Gets a value indicating whether this layer supports training.

public override bool SupportsTraining { get; }

Property Value

bool

Methods

Backward(Tensor<T>)

Performs the backward pass of the time embedding layer.

public override Tensor<T> Backward(Tensor<T> outputGradient)

Parameters

outputGradient Tensor<T>

The gradient of the loss with respect to the layer's output.

Returns

Tensor<T>

The gradient of the loss with respect to the layer's input (timesteps).

BackwardGpu(IGpuTensor<T>)

Performs the GPU-resident backward pass of the time embedding layer.

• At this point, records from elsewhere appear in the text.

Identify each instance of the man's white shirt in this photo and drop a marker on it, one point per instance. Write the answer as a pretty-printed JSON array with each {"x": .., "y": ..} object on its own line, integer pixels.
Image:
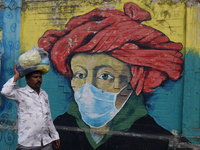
[{"x": 35, "y": 125}]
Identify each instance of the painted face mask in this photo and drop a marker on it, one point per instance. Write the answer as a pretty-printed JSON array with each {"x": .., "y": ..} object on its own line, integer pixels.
[{"x": 97, "y": 107}]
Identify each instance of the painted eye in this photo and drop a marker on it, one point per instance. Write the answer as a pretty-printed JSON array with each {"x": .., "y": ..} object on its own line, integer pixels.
[
  {"x": 80, "y": 76},
  {"x": 105, "y": 76}
]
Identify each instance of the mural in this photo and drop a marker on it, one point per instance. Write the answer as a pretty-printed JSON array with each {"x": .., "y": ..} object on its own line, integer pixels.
[
  {"x": 117, "y": 78},
  {"x": 113, "y": 60}
]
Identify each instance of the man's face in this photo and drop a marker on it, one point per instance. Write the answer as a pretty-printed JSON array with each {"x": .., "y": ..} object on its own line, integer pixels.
[
  {"x": 101, "y": 70},
  {"x": 34, "y": 80}
]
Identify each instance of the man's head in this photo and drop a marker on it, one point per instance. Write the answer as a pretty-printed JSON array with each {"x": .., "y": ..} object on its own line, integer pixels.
[
  {"x": 34, "y": 80},
  {"x": 152, "y": 57}
]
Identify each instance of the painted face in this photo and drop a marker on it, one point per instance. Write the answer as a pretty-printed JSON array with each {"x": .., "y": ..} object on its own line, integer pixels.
[
  {"x": 34, "y": 80},
  {"x": 101, "y": 70}
]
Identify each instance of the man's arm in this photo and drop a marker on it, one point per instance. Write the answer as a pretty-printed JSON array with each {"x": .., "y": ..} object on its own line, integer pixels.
[
  {"x": 9, "y": 87},
  {"x": 54, "y": 134}
]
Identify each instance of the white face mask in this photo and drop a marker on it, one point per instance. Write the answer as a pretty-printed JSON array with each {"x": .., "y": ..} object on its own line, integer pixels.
[{"x": 97, "y": 107}]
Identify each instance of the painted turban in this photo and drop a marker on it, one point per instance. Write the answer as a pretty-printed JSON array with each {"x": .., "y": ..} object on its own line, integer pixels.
[{"x": 152, "y": 57}]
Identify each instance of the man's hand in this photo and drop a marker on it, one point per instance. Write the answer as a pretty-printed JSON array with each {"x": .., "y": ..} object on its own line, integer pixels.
[
  {"x": 17, "y": 75},
  {"x": 57, "y": 144}
]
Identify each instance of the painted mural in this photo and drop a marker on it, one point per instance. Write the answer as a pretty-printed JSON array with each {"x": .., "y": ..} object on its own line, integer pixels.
[
  {"x": 112, "y": 60},
  {"x": 124, "y": 74}
]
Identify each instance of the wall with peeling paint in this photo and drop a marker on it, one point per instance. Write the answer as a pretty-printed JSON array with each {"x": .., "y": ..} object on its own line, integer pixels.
[{"x": 174, "y": 105}]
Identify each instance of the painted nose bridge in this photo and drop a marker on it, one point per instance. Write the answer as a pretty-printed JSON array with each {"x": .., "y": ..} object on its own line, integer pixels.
[{"x": 90, "y": 77}]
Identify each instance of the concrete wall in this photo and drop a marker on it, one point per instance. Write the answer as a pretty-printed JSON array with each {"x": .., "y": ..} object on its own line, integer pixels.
[{"x": 172, "y": 100}]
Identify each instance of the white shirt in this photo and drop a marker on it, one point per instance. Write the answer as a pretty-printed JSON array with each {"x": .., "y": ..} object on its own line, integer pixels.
[{"x": 35, "y": 125}]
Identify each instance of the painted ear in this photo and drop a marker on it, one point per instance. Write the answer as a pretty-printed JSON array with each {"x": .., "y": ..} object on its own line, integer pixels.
[
  {"x": 49, "y": 38},
  {"x": 136, "y": 13}
]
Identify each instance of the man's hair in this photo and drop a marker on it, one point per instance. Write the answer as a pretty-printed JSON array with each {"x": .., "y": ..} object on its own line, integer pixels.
[{"x": 29, "y": 74}]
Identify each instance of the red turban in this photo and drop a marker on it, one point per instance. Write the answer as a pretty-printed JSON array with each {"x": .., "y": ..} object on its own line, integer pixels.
[{"x": 151, "y": 55}]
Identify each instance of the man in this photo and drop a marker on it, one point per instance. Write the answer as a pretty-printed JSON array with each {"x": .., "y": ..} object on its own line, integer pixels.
[{"x": 35, "y": 127}]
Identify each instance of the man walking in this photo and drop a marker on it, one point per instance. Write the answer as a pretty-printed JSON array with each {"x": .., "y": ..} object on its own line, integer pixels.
[{"x": 35, "y": 126}]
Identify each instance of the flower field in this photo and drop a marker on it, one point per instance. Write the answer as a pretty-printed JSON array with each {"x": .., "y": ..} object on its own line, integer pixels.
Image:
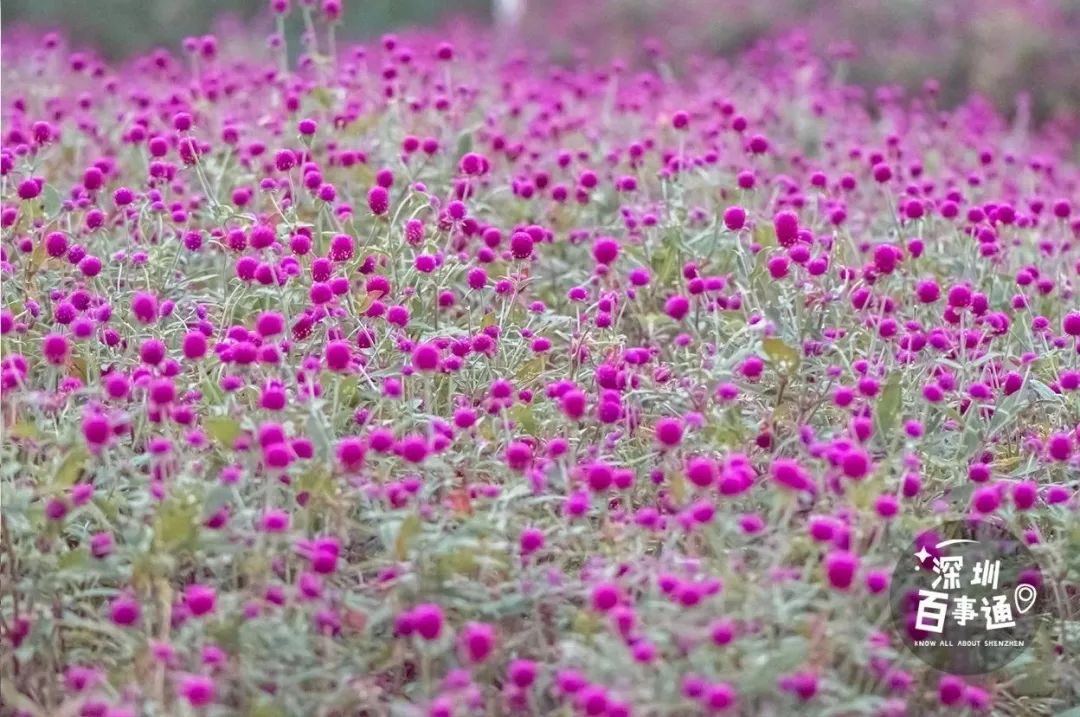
[{"x": 433, "y": 377}]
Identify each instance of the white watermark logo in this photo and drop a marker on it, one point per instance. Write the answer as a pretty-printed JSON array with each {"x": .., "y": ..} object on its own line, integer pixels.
[{"x": 966, "y": 596}]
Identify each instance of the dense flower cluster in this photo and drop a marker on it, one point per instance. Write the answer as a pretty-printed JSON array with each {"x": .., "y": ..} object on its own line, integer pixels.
[{"x": 430, "y": 378}]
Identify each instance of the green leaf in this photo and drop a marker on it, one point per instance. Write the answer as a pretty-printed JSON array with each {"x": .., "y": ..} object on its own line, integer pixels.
[
  {"x": 71, "y": 467},
  {"x": 765, "y": 234},
  {"x": 175, "y": 526},
  {"x": 223, "y": 430},
  {"x": 785, "y": 359},
  {"x": 51, "y": 201},
  {"x": 888, "y": 405},
  {"x": 408, "y": 529},
  {"x": 464, "y": 144},
  {"x": 25, "y": 430}
]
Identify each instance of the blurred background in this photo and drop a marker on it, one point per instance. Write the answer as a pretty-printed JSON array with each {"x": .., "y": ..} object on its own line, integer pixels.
[{"x": 999, "y": 49}]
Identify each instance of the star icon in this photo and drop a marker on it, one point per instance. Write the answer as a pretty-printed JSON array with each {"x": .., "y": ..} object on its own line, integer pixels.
[{"x": 922, "y": 555}]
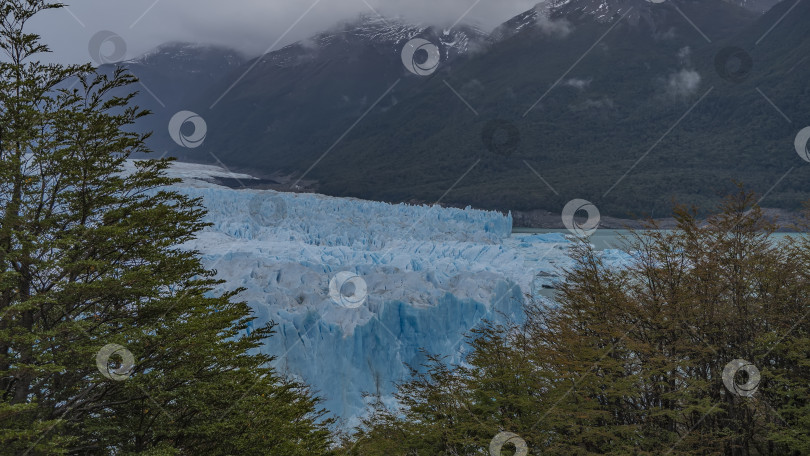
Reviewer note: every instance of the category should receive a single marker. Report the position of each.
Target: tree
(112, 339)
(698, 345)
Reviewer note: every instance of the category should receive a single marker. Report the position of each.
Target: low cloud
(580, 84)
(555, 29)
(250, 26)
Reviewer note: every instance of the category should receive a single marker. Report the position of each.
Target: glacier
(359, 288)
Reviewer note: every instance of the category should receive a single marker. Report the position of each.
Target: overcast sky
(250, 26)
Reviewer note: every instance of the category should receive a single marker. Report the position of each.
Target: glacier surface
(359, 288)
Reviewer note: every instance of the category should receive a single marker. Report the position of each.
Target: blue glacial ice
(430, 275)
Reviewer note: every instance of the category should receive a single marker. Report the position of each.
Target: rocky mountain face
(578, 89)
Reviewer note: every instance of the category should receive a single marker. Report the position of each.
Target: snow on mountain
(426, 276)
(387, 33)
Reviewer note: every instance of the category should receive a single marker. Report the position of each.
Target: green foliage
(630, 360)
(89, 257)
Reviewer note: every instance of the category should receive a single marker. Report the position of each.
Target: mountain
(173, 74)
(628, 109)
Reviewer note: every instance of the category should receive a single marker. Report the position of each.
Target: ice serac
(431, 274)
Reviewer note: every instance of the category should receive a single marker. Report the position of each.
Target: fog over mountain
(250, 26)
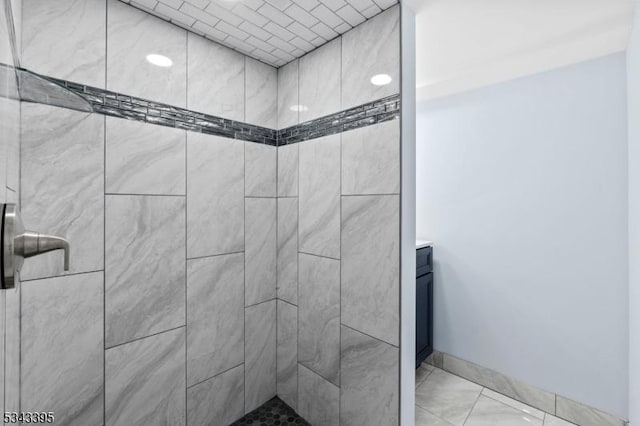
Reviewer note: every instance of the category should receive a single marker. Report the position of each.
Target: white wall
(523, 188)
(633, 90)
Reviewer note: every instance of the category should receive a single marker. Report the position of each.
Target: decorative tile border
(120, 105)
(384, 109)
(549, 402)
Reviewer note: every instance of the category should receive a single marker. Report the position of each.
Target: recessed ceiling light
(299, 108)
(381, 79)
(159, 60)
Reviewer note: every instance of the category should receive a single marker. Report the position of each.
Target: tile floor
(444, 399)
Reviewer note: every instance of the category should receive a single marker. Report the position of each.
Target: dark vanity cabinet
(424, 303)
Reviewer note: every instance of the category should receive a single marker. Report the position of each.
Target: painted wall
(633, 94)
(523, 188)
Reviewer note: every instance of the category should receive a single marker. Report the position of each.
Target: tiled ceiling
(272, 31)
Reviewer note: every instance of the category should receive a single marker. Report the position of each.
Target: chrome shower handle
(18, 244)
(31, 244)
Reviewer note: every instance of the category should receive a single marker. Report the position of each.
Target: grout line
(215, 375)
(146, 337)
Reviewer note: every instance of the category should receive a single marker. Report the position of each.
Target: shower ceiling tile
(314, 21)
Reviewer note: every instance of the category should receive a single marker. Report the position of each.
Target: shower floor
(272, 412)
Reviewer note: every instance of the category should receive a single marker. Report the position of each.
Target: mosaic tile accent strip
(272, 412)
(379, 111)
(131, 108)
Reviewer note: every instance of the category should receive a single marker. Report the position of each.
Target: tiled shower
(234, 227)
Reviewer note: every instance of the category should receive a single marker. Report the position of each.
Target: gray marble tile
(287, 353)
(260, 170)
(370, 380)
(261, 97)
(425, 418)
(288, 101)
(447, 396)
(260, 246)
(584, 415)
(370, 265)
(144, 266)
(288, 170)
(318, 399)
(489, 412)
(370, 49)
(319, 316)
(507, 386)
(62, 348)
(219, 400)
(215, 195)
(145, 381)
(371, 159)
(144, 159)
(288, 250)
(216, 79)
(550, 420)
(319, 226)
(320, 81)
(422, 373)
(132, 35)
(65, 39)
(260, 354)
(62, 186)
(215, 315)
(527, 410)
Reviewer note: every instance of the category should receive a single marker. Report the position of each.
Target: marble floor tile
(369, 380)
(423, 372)
(144, 159)
(219, 400)
(133, 34)
(65, 39)
(216, 79)
(584, 415)
(370, 265)
(145, 266)
(371, 160)
(260, 250)
(319, 316)
(287, 270)
(215, 315)
(260, 354)
(506, 385)
(288, 114)
(62, 186)
(319, 81)
(288, 170)
(489, 412)
(425, 418)
(63, 349)
(215, 195)
(447, 396)
(319, 226)
(529, 411)
(145, 381)
(370, 49)
(318, 399)
(261, 96)
(287, 353)
(550, 420)
(260, 170)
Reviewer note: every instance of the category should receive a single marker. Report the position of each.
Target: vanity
(424, 300)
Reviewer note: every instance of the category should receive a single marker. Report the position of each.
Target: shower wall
(168, 314)
(338, 233)
(9, 177)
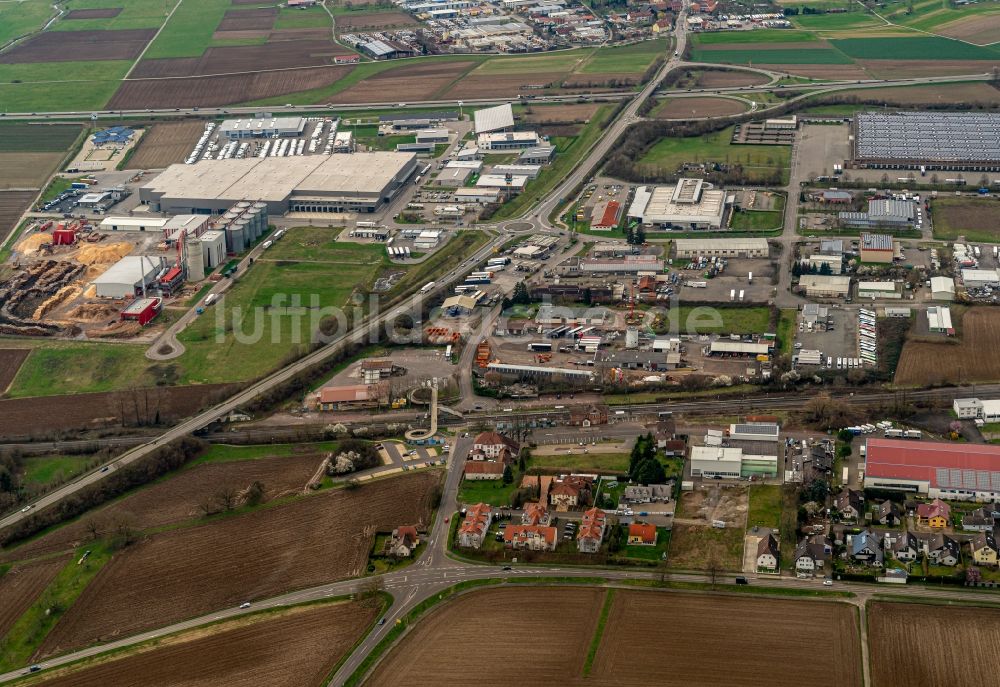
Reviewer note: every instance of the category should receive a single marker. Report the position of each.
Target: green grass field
(22, 18)
(765, 506)
(583, 461)
(135, 14)
(30, 630)
(671, 153)
(917, 48)
(627, 59)
(803, 56)
(40, 471)
(189, 30)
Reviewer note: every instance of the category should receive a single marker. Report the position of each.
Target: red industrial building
(142, 310)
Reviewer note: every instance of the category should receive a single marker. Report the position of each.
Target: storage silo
(631, 338)
(194, 260)
(236, 241)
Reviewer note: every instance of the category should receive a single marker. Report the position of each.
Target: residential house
(569, 492)
(531, 537)
(483, 469)
(767, 553)
(906, 547)
(850, 504)
(653, 493)
(935, 514)
(589, 416)
(492, 445)
(812, 553)
(641, 534)
(888, 513)
(984, 549)
(403, 541)
(983, 519)
(534, 514)
(475, 525)
(942, 549)
(591, 532)
(866, 548)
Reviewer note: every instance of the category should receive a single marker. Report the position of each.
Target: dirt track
(293, 649)
(187, 572)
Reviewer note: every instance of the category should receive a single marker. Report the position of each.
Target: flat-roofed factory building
(687, 205)
(961, 141)
(312, 183)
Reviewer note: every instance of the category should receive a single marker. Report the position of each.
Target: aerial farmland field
(190, 571)
(940, 645)
(290, 648)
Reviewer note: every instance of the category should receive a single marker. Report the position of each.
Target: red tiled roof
(921, 461)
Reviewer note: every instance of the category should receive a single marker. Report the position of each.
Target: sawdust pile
(31, 243)
(91, 254)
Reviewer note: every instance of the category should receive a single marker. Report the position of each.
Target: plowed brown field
(10, 362)
(21, 586)
(248, 20)
(536, 636)
(165, 144)
(72, 46)
(12, 204)
(689, 108)
(972, 359)
(939, 645)
(24, 417)
(215, 91)
(178, 499)
(184, 573)
(294, 648)
(414, 82)
(806, 642)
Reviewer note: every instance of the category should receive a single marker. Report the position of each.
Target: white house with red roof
(964, 472)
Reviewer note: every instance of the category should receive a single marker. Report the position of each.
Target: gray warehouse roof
(930, 136)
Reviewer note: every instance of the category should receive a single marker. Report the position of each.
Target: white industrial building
(825, 286)
(489, 119)
(979, 278)
(511, 140)
(723, 248)
(262, 127)
(129, 276)
(942, 289)
(312, 183)
(514, 183)
(688, 205)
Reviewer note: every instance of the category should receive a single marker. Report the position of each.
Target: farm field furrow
(183, 573)
(293, 648)
(21, 585)
(178, 498)
(682, 639)
(939, 645)
(561, 622)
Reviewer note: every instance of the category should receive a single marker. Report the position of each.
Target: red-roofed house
(591, 534)
(492, 445)
(531, 537)
(641, 534)
(935, 514)
(535, 514)
(475, 525)
(968, 472)
(483, 469)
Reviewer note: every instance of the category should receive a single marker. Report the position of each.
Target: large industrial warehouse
(967, 472)
(316, 183)
(968, 141)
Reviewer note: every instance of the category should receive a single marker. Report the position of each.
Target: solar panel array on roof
(930, 136)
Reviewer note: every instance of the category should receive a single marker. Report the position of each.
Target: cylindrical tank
(236, 241)
(631, 338)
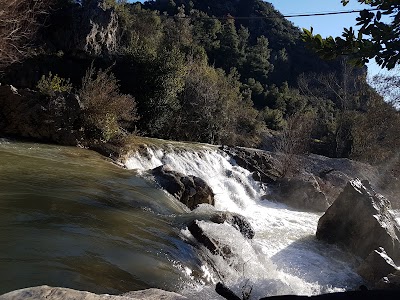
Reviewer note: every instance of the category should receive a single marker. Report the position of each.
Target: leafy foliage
(376, 37)
(106, 110)
(51, 84)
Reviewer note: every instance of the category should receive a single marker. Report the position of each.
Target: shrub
(294, 140)
(19, 23)
(49, 85)
(107, 112)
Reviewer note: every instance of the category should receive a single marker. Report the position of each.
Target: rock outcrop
(56, 293)
(98, 34)
(196, 228)
(360, 220)
(391, 281)
(302, 193)
(188, 189)
(376, 266)
(239, 222)
(27, 114)
(261, 163)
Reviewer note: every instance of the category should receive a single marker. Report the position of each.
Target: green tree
(376, 38)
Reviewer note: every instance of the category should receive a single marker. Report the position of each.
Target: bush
(294, 140)
(107, 112)
(49, 85)
(19, 23)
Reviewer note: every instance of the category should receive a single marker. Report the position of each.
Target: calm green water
(70, 218)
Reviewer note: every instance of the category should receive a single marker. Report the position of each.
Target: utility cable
(273, 17)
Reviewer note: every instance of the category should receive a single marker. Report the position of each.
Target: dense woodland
(223, 72)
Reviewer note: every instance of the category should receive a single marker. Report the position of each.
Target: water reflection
(69, 218)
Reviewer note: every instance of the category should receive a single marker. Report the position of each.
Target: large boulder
(56, 293)
(199, 231)
(28, 114)
(360, 220)
(301, 193)
(188, 189)
(376, 266)
(391, 281)
(261, 163)
(239, 222)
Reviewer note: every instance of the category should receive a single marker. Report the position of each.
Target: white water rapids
(283, 258)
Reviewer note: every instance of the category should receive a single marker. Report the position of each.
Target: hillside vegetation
(221, 72)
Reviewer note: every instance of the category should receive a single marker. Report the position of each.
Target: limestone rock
(302, 193)
(377, 265)
(55, 293)
(391, 281)
(237, 221)
(261, 163)
(99, 30)
(26, 113)
(215, 247)
(190, 190)
(360, 220)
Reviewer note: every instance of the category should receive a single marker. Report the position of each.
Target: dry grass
(19, 23)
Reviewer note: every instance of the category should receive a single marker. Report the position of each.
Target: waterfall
(283, 258)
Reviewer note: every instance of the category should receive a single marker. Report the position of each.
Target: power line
(273, 17)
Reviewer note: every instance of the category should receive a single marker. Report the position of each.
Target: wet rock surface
(188, 189)
(376, 266)
(391, 281)
(360, 220)
(56, 293)
(239, 222)
(196, 228)
(301, 193)
(264, 167)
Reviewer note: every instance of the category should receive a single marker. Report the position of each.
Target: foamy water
(283, 258)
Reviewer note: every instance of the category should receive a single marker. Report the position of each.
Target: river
(71, 218)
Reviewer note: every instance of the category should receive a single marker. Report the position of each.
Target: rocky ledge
(56, 293)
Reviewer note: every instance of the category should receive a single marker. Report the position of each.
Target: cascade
(283, 258)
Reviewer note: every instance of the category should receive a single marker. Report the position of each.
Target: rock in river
(188, 189)
(360, 220)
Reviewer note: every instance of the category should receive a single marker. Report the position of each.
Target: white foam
(284, 256)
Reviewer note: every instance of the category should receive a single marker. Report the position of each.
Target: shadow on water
(316, 261)
(69, 218)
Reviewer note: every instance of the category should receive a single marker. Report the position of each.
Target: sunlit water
(284, 257)
(70, 218)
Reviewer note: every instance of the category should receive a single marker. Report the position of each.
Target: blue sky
(325, 25)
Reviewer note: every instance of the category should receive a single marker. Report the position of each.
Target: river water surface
(70, 218)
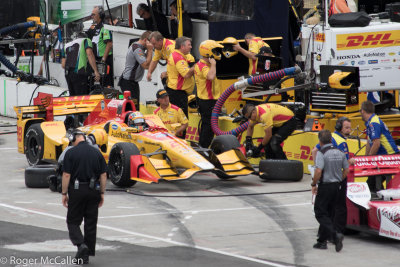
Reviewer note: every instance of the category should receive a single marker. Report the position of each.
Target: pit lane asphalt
(183, 223)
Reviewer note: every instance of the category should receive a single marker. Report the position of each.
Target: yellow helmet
(136, 119)
(210, 48)
(228, 43)
(192, 104)
(341, 80)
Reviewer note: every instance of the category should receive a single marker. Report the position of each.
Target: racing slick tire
(34, 144)
(223, 143)
(119, 164)
(36, 176)
(281, 170)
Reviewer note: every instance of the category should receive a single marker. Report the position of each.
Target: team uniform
(208, 93)
(172, 114)
(133, 71)
(255, 45)
(166, 50)
(100, 37)
(178, 88)
(77, 70)
(377, 129)
(283, 123)
(83, 162)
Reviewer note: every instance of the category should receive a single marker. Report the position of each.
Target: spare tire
(281, 170)
(36, 176)
(223, 143)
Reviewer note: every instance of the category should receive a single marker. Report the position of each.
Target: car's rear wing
(45, 105)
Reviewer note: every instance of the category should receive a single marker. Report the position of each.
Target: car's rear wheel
(34, 144)
(223, 143)
(281, 170)
(119, 164)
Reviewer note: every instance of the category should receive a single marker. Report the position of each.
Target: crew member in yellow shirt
(278, 122)
(171, 114)
(254, 43)
(163, 48)
(208, 87)
(180, 80)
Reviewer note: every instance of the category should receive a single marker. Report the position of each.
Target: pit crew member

public override IGpuTensor<T> BackwardGpu(IGpuTensor<T> outputGradient)

Parameters

outputGradient IGpuTensor<T>

The GPU tensor containing the gradient of the loss with respect to the layer's output.

Returns

IGpuTensor<T>

The gradient of the loss with respect to the timestep input (typically zeros since sinusoidal embedding is fixed).

ExportComputationGraph(List<ComputationNode<T>>)

Exports the layer as a computation graph for JIT compilation.

public override ComputationNode<T> ExportComputationGraph(List<ComputationNode<T>> inputNodes)

Parameters

inputNodes List<ComputationNode<T>>

List of input nodes (expects one node containing timesteps).

Returns

ComputationNode<T>

A computation node representing the time embedding output.

Remarks

This method builds a computation graph for the time embedding: 1. Sinusoidal embedding of timesteps 2. First linear layer (matrix multiply + bias) 3. SiLU/Swish activation 4. Second linear layer (matrix multiply + bias)

Forward(Tensor<T>)

Performs the forward pass of the time embedding layer.

public override Tensor<T> Forward(Tensor<T> input)

Parameters

input Tensor<T>

Input tensor containing timesteps. Shape: [batch] or [batch, 1].

Returns

Tensor<T>

Time embedding tensor with shape [batch, outputDim].

ForwardGpu(params IGpuTensor<T>[])

Performs the forward pass of the layer on GPU.

public override IGpuTensor<T> ForwardGpu(params IGpuTensor<T>[] inputs)

Parameters

inputs IGpuTensor<T>[]

The GPU-resident input tensor(s).

Returns

IGpuTensor<T>

The GPU-resident output tensor.

Remarks

This method performs the layer's forward computation entirely on GPU. The input and output tensors remain in GPU memory, avoiding expensive CPU-GPU transfers.

For Beginners: This is like Forward() but runs on the graphics card.

The key difference:

  • Forward() uses CPU tensors that may be copied to/from GPU
  • ForwardGpu() keeps everything on GPU the whole time

Override this in derived classes that support GPU acceleration.

Exceptions

NotSupportedException

Thrown when the layer does not support GPU execution.

GetParameters()

Gets all trainable parameters of the layer as a single vector.

public override Vector<T> GetParameters()

Returns

Vector<T>

ResetState()

Resets the internal state of the layer.

public override void ResetState()

SetParameters(Vector<T>)

Sets all trainable parameters of the layer from a vector.

public override void SetParameters(Vector<T> parameters)

Parameters

parameters Vector<T>

UpdateParameters(T)

Updates the parameters of the layer using the calculated gradients.

public override void UpdateParameters(T learningRate)

Parameters

learningRate T

The learning rate to use for the parameter updates.